Les Etats-Unis vont aller plus loin, avec les Artemis accords. Il ne s’agit pas d’un traité international, mais bien d’une multitude d’accords bilatéraux, signés entre les Etats-Unis et d’autres pays. Et leur nom n’est pas anodin : Artemis, comme la fameuse mission.

Pour participer aux missions Artemis, on est plus ou moins obligés de signer ces accords.

"Pour participer aux missions Artemis, on est plus ou moins obligés de signer ces accords, déplore Yaël Nazé. Et ces accords consacrent en quelque sorte le principe du ‘premier arrivé premier servi’. Les Américains ayant plus de moyens que les Européens, ils seront les premiers, donc on prendra les miettes !…” 

On prendra les miettes!

"Ce qui pose problème, complète le juriste Jean-François Mayence, c’est la notion de ‘safety zones’. C’est la possibilité, pour les Américains, de délimiter des zones d’intérêt où ils ne permettront l’activité d’autres États qu’avec leur autorisation. Ce n’est pas dit comme ça mais c’est ce qui résulte du texte.”

Les Européens en ordre dispersé

Les Européens, eux, naviguent en ordre dispersé. "La Belgique, vu qu’elle a signé le traité sur la Lune de 79, ne pourra pas signer ces accords, mais elle participe à l’ESA (Agence Spatiale Européenne), alors on fait quoi ? La France les a signés. L’Italie aussi. C’est compliqué”, soupire l’astrophysicienne.

La Chine ou la Russie n’ont évidemment pas signé ces accords. "On est dans un grand vide. Si les Chinois et les Américains ont envie d’exploiter le même cratère, comment résoudra-t-on le problème ?” Si Yaël Nazé s’inquiète, elle précise que toutes ces questions concernent un futur lointain. Il n’y a pas encore de mines sur la Lune, pas encore d’exploitation commerciale de ses ressources.

Si les Chinois et les Américains ont envie d’exploiter le même cratère, comment résoudra-t-on le problème ?

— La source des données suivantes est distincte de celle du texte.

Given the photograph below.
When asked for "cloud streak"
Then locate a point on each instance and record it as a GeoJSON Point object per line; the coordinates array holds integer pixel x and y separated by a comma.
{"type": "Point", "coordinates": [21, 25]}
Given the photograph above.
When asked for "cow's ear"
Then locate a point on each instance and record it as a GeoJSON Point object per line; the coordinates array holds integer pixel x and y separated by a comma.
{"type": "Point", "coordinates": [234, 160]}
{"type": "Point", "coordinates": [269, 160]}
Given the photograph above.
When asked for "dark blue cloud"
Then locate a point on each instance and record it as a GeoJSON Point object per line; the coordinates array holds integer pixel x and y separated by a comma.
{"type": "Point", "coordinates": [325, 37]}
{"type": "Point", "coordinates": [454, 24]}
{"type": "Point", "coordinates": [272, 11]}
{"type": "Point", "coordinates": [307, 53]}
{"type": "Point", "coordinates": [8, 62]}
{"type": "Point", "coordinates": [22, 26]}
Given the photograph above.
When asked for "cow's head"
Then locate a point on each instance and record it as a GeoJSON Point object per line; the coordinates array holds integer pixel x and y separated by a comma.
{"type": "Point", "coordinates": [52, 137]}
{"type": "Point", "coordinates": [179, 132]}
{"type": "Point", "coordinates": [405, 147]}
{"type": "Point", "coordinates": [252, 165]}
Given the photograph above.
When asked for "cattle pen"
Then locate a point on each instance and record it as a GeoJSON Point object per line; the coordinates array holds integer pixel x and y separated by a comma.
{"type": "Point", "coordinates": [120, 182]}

Jean-François Mayence acquiesce : "Il y a des choses plus urgentes à régler dans le domaine spatial, mais on est obligés d’en discuter parce que si on ne réagit pas face aux mesures prises par les Etats-Unis ou le Luxembourg, si on laisse ces pratiques se développer, elles pourraient, selon le droit international, devenir génératrices de règles. On serait devant un fait accompli.

La Belgique très active

D’où la volonté de la Belgique (avec la Finlande et l’Allemagne) de faire bouger les choses, à travers le groupe de travail onusien. "On n’a pas l’espoir d’établir un nouveau traité, mais plutôt d’aboutir à un instrument de ‘soft law’, non liant juridiquement mais qui permettrait de définir des bonnes pratiques. Cela pourrait servir de mise en œuvre du traité de 67.”

L’objectif est de définir les règles du jeu de manière multilatérale, pour ne pas laisser toutes les cartes dans les mains américaines.